When Medved and I had briefly spoken before this little leader’s recon, he had mentioned that we’d gotten a lot farther, a lot faster than he’d expected. Entire Loyalist units seemed to be standing down. We’d passed abandoned checkpoints, or checkpoints where the unit was still there, but had pulled back and hunkered down. The entire country seemed hushed, waiting.
Nitra had been a pivot point. It remained to be seen just what would come of it, especially with the EDC’s 1st Division moving in from the west. But for now, the central part of the country seemed to be holding its breath.
The patrol came closer, more men filing through the woods. They were about as spread out as was reasonable in that sort of close vegetation, with about one to two yards between them, moving in single file. They weren’t all that tense, and some conversation was going on; they weren’t trying to be clandestine like we were.
About five yards away, the lead man held up a hand to call a halt, and they took up positions, on a knee, while the leader pulled a radio out of his vest.
Well, this was
a problem. We were both low and behind trees, but we were so close that all it would take was one glance in the wrong direction and we were made. Of course, I was sure that between the two of us, we could take most of them out in the first couple seconds, but it would be a near thing.
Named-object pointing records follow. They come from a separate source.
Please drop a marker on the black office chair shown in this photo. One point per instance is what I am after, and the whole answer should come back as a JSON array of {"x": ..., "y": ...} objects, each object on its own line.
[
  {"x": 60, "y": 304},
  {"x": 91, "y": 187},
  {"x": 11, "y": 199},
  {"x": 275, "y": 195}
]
I had my sights trained on that lead man, my finger resting lightly on the trigger, my thumb on the selector. It would take a fraction of a second to flip it to Fire and put a bullet through him and into the man behind him. The stack had turned out that way; I had two for the price of one. And yet, I didn’t want to shoot him, not if he turned out to be a friendly. The problem was, I wasn’t sure at that point how to find out without getting shot.
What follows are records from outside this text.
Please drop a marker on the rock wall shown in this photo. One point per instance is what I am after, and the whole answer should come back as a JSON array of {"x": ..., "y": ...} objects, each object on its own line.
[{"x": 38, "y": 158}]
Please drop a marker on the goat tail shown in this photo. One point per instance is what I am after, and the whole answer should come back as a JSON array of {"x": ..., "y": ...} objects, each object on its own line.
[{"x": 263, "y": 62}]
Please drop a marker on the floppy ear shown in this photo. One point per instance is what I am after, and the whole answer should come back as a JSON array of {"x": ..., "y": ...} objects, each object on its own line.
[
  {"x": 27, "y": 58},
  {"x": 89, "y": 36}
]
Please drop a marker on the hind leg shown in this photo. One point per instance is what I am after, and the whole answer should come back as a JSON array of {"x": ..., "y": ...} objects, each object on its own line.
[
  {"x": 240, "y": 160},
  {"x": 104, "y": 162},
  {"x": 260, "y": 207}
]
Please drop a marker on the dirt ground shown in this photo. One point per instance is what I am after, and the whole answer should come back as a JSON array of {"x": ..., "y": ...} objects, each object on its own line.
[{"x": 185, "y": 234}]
Hell, if we startled these guys from five yards away, it was probably going to be a firefight no matter whose side they were on.
Just as I was resigning myself to staying as stock-still and silent as possible, hoping that the patrol moved on without spotting us so that we could link back up with the team and plan from there, Scott’s voice hissed in my earpiece again.
“Deacon, Weeb. If you can’t reply, just listen. Làska thinks that he’s picked up the Loyalist net on his radio, and wants to try to call them.” Làska was the young scout that Medved had sent up with us. He hadn’t been willing to leave the entire mission to us, not that I could necessarily blame him. “If they’re on our side, he’ll try to arrange a linkup.”
I couldn’t reply. At that distance, we’d be made if my stomach growled.
A moment later, the lead Slovak’s radio crackled with what sounded like Làska’s voice. The pointman looked startled, and looked back at his number two man, who didn’t seem to have any answers for him.
He lifted the radio and spoke into it. I couldn’t understand the words, but the tone was easy enough to make out. Who the hell is this and what the hell are you doing on my net?
Làska spoke rapidly, while the Slovak pointman interrupted twice. I still couldn’t follow the conversation. But it didn’t seem especially acrimonious. In fact, the longer I watched them, the more I figured that these guys were desperate for somebody, anybody to show up on their side. These guys were looking like cornered rats, and it wasn’t a good look.